D-CORE: Incentivizing Task Decomposition via Self-Distillation and DA-GRPO

Large Reasoning Models often exhibit "lazy reasoning"—generating extensive but ineffective processes instead of decomposing complex tasks into executable subtasks. D-CORE addresses this through a two-stage approach: self-distillation that bootstraps decomposition learning without external teachers, followed by Diversity-Aware GRPO (DA-GRPO) that encourages high-entropy reasoning while maintaining structured decomposition.

Core Concept

The key insight is that lazy reasoning and over-diversification are dual problems. Standard self-distillation produces overly-structured trajectories with low diversity, while GRPO trained on sparse rewards encourages entropy but loses decomposition structure.

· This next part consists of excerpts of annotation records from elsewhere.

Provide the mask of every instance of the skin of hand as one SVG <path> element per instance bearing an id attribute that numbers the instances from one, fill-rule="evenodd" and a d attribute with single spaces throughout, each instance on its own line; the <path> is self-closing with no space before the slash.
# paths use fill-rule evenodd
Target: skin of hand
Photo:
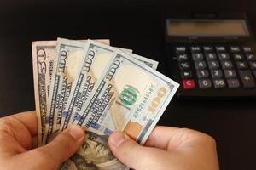
<path id="1" fill-rule="evenodd" d="M 79 150 L 84 136 L 82 128 L 71 126 L 48 144 L 36 148 L 35 111 L 0 118 L 0 170 L 57 169 Z"/>
<path id="2" fill-rule="evenodd" d="M 113 133 L 113 155 L 136 170 L 218 170 L 215 140 L 187 128 L 156 127 L 144 146 L 127 135 Z"/>

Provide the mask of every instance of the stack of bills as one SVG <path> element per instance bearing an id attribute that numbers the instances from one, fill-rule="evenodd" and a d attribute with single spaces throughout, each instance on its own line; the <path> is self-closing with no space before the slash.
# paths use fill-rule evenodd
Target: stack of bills
<path id="1" fill-rule="evenodd" d="M 128 169 L 108 149 L 108 136 L 122 131 L 143 144 L 178 88 L 155 71 L 157 61 L 109 43 L 32 43 L 38 145 L 69 125 L 86 129 L 81 149 L 61 169 Z"/>

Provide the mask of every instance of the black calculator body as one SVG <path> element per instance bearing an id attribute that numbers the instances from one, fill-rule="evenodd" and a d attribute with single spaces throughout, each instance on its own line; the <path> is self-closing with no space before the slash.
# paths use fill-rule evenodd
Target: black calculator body
<path id="1" fill-rule="evenodd" d="M 256 97 L 256 45 L 245 14 L 166 17 L 165 24 L 178 97 Z"/>

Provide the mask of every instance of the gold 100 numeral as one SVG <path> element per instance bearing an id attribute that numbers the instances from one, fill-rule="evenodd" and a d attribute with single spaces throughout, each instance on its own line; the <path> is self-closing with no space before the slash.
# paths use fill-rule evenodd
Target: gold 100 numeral
<path id="1" fill-rule="evenodd" d="M 166 88 L 162 87 L 157 92 L 157 96 L 154 98 L 151 105 L 148 107 L 148 110 L 150 113 L 154 113 L 158 105 L 160 105 L 161 99 L 166 95 L 167 90 Z"/>

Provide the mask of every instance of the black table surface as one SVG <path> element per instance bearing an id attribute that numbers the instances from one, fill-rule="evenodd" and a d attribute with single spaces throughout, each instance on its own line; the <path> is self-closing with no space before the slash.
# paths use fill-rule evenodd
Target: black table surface
<path id="1" fill-rule="evenodd" d="M 109 38 L 111 45 L 158 60 L 158 71 L 170 76 L 161 22 L 163 4 L 0 4 L 0 116 L 35 109 L 32 41 Z M 253 9 L 247 9 L 255 21 Z M 256 31 L 255 24 L 252 27 Z M 255 169 L 255 100 L 174 98 L 158 124 L 212 136 L 221 169 Z"/>

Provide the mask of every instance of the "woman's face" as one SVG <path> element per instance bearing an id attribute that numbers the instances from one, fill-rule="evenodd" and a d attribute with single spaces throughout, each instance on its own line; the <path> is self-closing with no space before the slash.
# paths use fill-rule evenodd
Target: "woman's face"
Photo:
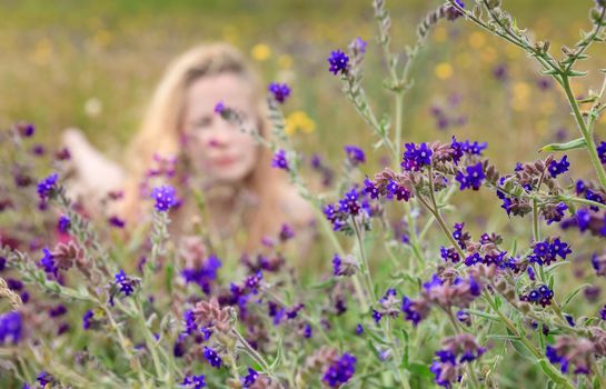
<path id="1" fill-rule="evenodd" d="M 252 172 L 259 147 L 250 134 L 215 112 L 219 101 L 238 111 L 247 129 L 256 129 L 257 107 L 249 82 L 232 73 L 202 77 L 189 86 L 186 94 L 186 152 L 205 177 L 238 183 Z"/>

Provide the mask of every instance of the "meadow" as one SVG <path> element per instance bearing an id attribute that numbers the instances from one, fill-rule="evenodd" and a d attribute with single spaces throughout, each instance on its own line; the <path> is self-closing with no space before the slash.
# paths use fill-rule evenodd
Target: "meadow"
<path id="1" fill-rule="evenodd" d="M 0 387 L 606 387 L 606 4 L 476 2 L 0 2 Z M 120 162 L 211 41 L 290 89 L 259 141 L 305 259 L 286 229 L 188 268 L 171 188 L 132 239 L 66 194 L 62 131 Z"/>

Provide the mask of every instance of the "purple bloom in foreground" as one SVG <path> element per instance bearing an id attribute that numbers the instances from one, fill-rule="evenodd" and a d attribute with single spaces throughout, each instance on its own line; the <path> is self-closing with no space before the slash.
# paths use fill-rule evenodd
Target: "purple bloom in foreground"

D-CORE solves this by combining bootstrapped decomposition learning with entropy-based advantage functions that reward both correctness and reasoning diversity.

Architecture Overview

Self-Distillation Stage: Prompt LRM to decompose queries, generate reasoning, apply SFT without external data
Entropy-Aware GRPO (DA-GRPO): Substitute entropy for advantage when standard advantage approaches zero (sparse reward case)
Bootstrapping Process: Iteratively improve decomposition quality by training on synthesized data
Diversity-Correctness Balance: Entropy encourages exploration; correctness reward provides signal
Generalization: Demonstrated across multiple benchmarks with 5-30% improvements

Implementation

Step 1: Self-Distillation via Bootstrapped Decomposition

Generate and synthesize training data for task decomposition.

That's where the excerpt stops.